Следует также отметить, что свой вклад в развитие новых подходов и нового отношения к лесу внесли новые идеи в научном лесоводстве[316]
: Морозов, с 1904 по 1918 год редактировавший ведущий «Лесной журнал», пропагандировал новое направление, называемое им «социальной биологией» и основанное на сходстве леса с социальным сообществом. «Лесоведение – наука биосоциальная», – утверждал он[317]. Следуя принципам научных исследований, выдвинутым основателем почвоведения В. В. Докучаевым, Морозов применял холистический подход к изучению природы и пользовался лексиконом социологии при анализе развития сообщества деревьев и растений. Не исключено, что эта «социализация» лесной науки сделала более весомой критику ущерба, причиняемого лесам людьми. Так или иначе, лес представлял собой нечто большее, чем источник древесины или придаток к земле, как привыкли считать в конце XVIII века: леса предлагалось рассматривать как живой организм, как российское достояние, неисчерпаемый источник богатства для многих поколений.Противоречие между абстрактной верой в государство и критическим отношением к его представителям позволяет сделать вывод о том, что за широкой поддержкой идеи о государственной собственности на леса стояли аполитичные по своей природе соображения. Во-первых, «государство», о котором так настойчиво говорили и писали русские лесоводы, представляло собой идею, еще не получившую воплощение и никак не связанную с существующими политическими институтами. Во-вторых, идея государственной собственности, экспроприации и национализации лесов находила обоснование (и риторическое, и теоретическое) в своеобразном характере леса как объекта владения: он представлял собой общественное (публичное, национальное) достояние или благо. «Лес признается социальным благом сам по себе, независимо от того, кому он принадлежит. Это основная посылка, отражающаяся на всей конструкции права собственности на лес. Если лес социальное благо, то в его существовании заинтересовано целое – государство; так как от целого умозаключают к общечеловеческому, то легко предположить, что недалеко то время, когда лесные нормы станут предметом законодательства не отдельных государств, а международных договоров и трактатов», – писал Фалеев в своем учебнике «Лесное право».
Согласно Фалееву, ограничения на право частной собственности основывались на «ясных доказательствах социального значения лесных благ». Правительство, вооруженное «научными фактами», обязано без колебаний «столкнуть» «идею неприкосновенности собственности с ее высокого пьедестала»[318]

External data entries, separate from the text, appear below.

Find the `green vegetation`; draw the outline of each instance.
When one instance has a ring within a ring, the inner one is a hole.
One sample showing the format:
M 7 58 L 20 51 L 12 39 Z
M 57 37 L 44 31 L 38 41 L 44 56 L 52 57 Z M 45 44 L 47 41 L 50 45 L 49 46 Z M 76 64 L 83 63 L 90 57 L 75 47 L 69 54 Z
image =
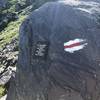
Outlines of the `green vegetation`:
M 18 36 L 19 26 L 25 17 L 25 15 L 19 15 L 19 20 L 9 23 L 8 26 L 0 32 L 0 39 L 2 39 L 0 41 L 0 48 Z
M 4 88 L 4 86 L 0 86 L 0 97 L 4 96 L 6 92 L 6 89 Z

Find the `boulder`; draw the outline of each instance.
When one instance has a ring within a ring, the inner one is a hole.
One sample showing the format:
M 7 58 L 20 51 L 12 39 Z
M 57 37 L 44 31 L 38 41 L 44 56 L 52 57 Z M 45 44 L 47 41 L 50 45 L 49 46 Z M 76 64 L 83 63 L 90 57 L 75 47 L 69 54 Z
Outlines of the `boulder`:
M 100 100 L 99 7 L 58 1 L 30 14 L 7 100 Z

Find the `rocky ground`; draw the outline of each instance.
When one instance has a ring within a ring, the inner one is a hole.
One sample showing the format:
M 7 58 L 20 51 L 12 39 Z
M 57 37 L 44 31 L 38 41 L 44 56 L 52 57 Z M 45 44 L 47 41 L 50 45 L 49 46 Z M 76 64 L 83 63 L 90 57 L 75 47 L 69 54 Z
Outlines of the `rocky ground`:
M 16 72 L 17 58 L 17 39 L 14 39 L 0 50 L 0 85 L 5 85 Z

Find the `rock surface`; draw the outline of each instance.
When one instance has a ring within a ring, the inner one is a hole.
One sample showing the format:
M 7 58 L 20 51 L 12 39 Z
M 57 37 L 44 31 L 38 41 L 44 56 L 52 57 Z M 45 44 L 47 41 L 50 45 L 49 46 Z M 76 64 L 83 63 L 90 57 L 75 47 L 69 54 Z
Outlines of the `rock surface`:
M 6 85 L 16 72 L 18 40 L 14 39 L 0 50 L 0 85 Z
M 51 2 L 23 22 L 7 100 L 100 100 L 99 7 L 95 2 Z M 64 51 L 64 43 L 74 39 L 85 39 L 85 47 Z

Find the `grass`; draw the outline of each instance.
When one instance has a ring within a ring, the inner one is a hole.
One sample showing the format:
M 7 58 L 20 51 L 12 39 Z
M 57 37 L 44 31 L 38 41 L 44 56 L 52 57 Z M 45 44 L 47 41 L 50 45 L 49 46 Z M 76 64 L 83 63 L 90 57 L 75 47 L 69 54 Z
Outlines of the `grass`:
M 4 86 L 0 86 L 0 98 L 5 95 L 6 89 Z
M 25 15 L 20 15 L 17 21 L 11 22 L 8 26 L 0 32 L 0 48 L 2 48 L 5 44 L 11 42 L 12 39 L 18 37 L 19 27 L 22 21 L 26 18 Z

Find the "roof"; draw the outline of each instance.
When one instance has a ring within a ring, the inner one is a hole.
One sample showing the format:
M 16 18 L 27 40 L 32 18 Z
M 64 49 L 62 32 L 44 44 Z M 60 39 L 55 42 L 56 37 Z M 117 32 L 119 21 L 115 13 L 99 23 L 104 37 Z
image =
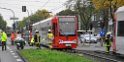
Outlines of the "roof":
M 119 8 L 117 9 L 116 13 L 119 13 L 119 12 L 124 12 L 124 6 L 119 7 Z
M 38 24 L 40 24 L 40 23 L 47 22 L 47 21 L 51 20 L 52 18 L 53 18 L 53 17 L 50 17 L 50 18 L 47 18 L 47 19 L 41 20 L 41 21 L 39 21 L 39 22 L 37 22 L 37 23 L 34 23 L 33 26 L 38 25 Z

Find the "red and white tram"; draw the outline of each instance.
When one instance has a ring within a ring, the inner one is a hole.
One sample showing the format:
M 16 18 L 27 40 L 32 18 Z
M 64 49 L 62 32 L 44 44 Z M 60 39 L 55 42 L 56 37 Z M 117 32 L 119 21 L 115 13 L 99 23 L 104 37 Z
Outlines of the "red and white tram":
M 124 54 L 124 6 L 117 9 L 114 21 L 113 49 Z
M 76 48 L 78 45 L 78 20 L 76 16 L 55 16 L 33 24 L 33 30 L 38 29 L 41 39 L 46 38 L 48 29 L 54 34 L 52 48 Z M 41 40 L 48 45 L 48 41 Z

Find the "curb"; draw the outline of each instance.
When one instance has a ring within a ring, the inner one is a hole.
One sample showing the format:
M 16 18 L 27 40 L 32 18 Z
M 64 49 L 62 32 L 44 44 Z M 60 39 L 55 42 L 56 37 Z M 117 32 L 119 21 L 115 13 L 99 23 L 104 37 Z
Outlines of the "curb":
M 28 60 L 26 60 L 18 51 L 16 51 L 16 53 L 20 56 L 23 62 L 28 62 Z

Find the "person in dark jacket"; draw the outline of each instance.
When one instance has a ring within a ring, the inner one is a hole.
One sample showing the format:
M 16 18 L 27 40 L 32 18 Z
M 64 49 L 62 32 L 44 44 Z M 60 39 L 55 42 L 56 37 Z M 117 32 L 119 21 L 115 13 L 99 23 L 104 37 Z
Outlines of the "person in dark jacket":
M 107 53 L 110 52 L 111 44 L 112 44 L 111 32 L 108 32 L 105 37 L 105 47 Z
M 34 43 L 35 43 L 37 48 L 40 48 L 40 35 L 39 35 L 39 31 L 38 30 L 35 31 Z

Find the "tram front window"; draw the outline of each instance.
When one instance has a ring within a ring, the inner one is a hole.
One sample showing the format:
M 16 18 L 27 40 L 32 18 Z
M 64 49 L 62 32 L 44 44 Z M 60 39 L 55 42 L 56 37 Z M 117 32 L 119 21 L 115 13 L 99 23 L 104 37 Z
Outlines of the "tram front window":
M 60 35 L 75 35 L 76 21 L 72 17 L 59 18 Z
M 124 36 L 124 21 L 118 21 L 117 33 L 118 36 Z

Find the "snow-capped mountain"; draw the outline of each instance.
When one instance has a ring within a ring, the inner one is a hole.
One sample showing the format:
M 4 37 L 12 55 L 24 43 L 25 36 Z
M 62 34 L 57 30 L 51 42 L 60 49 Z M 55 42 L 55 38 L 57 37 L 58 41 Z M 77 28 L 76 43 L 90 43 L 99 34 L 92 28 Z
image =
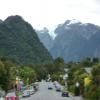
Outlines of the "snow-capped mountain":
M 56 38 L 50 50 L 52 56 L 65 61 L 84 57 L 100 57 L 100 27 L 77 20 L 67 20 L 55 29 Z

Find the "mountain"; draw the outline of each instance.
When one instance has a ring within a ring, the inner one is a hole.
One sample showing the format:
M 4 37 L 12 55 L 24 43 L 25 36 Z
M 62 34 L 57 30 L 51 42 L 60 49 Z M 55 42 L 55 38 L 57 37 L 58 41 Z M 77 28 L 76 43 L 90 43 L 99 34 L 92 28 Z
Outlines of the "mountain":
M 38 34 L 40 41 L 48 50 L 50 50 L 53 45 L 53 39 L 49 35 L 49 30 L 47 28 L 44 28 L 43 30 L 37 30 L 36 32 Z
M 18 15 L 10 16 L 0 23 L 0 56 L 23 64 L 52 61 L 35 30 Z
M 50 52 L 53 58 L 79 61 L 85 57 L 100 57 L 100 27 L 77 20 L 67 20 L 55 29 L 56 38 Z

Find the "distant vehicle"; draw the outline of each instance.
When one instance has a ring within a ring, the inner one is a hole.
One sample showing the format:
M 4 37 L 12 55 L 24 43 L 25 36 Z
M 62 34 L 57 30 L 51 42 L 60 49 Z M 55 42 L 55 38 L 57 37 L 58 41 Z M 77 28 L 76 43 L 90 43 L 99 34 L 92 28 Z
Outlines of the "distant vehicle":
M 62 92 L 62 97 L 69 97 L 69 93 L 67 91 Z
M 66 90 L 62 91 L 62 97 L 69 97 L 69 93 Z
M 59 84 L 56 85 L 56 91 L 58 91 L 58 92 L 61 91 L 61 86 Z
M 6 95 L 5 100 L 19 100 L 19 97 L 16 96 L 15 92 L 11 92 Z
M 49 89 L 49 90 L 52 90 L 52 89 L 53 89 L 53 84 L 49 83 L 49 84 L 48 84 L 48 89 Z
M 23 96 L 23 97 L 30 97 L 30 91 L 29 91 L 29 90 L 23 91 L 22 96 Z
M 30 95 L 35 93 L 35 90 L 34 90 L 33 86 L 30 86 L 28 91 L 30 92 Z

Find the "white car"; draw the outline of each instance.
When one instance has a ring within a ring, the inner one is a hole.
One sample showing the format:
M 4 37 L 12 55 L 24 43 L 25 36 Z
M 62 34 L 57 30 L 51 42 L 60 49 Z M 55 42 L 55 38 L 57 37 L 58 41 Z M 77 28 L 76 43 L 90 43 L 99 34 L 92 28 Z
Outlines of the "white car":
M 35 93 L 35 90 L 34 90 L 33 86 L 30 86 L 28 91 L 30 92 L 30 95 Z
M 52 83 L 48 84 L 48 89 L 53 89 L 53 84 Z
M 23 91 L 22 96 L 23 96 L 23 97 L 30 97 L 30 91 L 29 91 L 29 90 Z
M 59 84 L 56 84 L 56 91 L 61 91 L 61 86 Z

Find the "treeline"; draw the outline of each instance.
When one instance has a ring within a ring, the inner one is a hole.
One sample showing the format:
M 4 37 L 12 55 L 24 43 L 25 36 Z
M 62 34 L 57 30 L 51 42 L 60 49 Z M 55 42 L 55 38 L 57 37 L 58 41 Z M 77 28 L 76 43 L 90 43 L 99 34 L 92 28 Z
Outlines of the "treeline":
M 8 91 L 13 89 L 16 84 L 16 78 L 19 78 L 24 84 L 31 84 L 41 79 L 48 79 L 54 74 L 63 73 L 64 61 L 57 58 L 53 63 L 34 64 L 34 65 L 18 65 L 14 60 L 1 57 L 0 58 L 0 88 Z M 57 76 L 59 77 L 59 76 Z
M 85 100 L 100 100 L 100 60 L 87 58 L 68 66 L 68 91 L 82 95 Z

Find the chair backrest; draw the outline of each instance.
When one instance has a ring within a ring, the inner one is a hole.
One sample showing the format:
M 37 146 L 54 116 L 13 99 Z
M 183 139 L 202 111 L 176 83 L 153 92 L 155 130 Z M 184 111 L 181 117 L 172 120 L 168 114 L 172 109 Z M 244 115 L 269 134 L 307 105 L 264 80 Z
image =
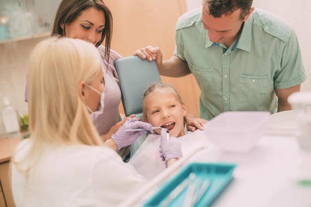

. Частный собственник леса априорно рассматривался как «прирожденный расточитель», поставленный под опеку и попечительство государства. В идеале охраняемые леса должны принадлежать только «суверену», то есть государству, «но не в лице казны, а в лице его верховной власти, обладающей вообще государственным суверенитетом». Таким образом, экспроприация лесов становилась законным способом соблюдения общественных интересов – в том смысле, что экспроприировать частные леса, имеющие общественную ценность, представлялось более справедливым и разумным, чем заставлять их владельцев преследовать «социальные цели» за собственный счет[319].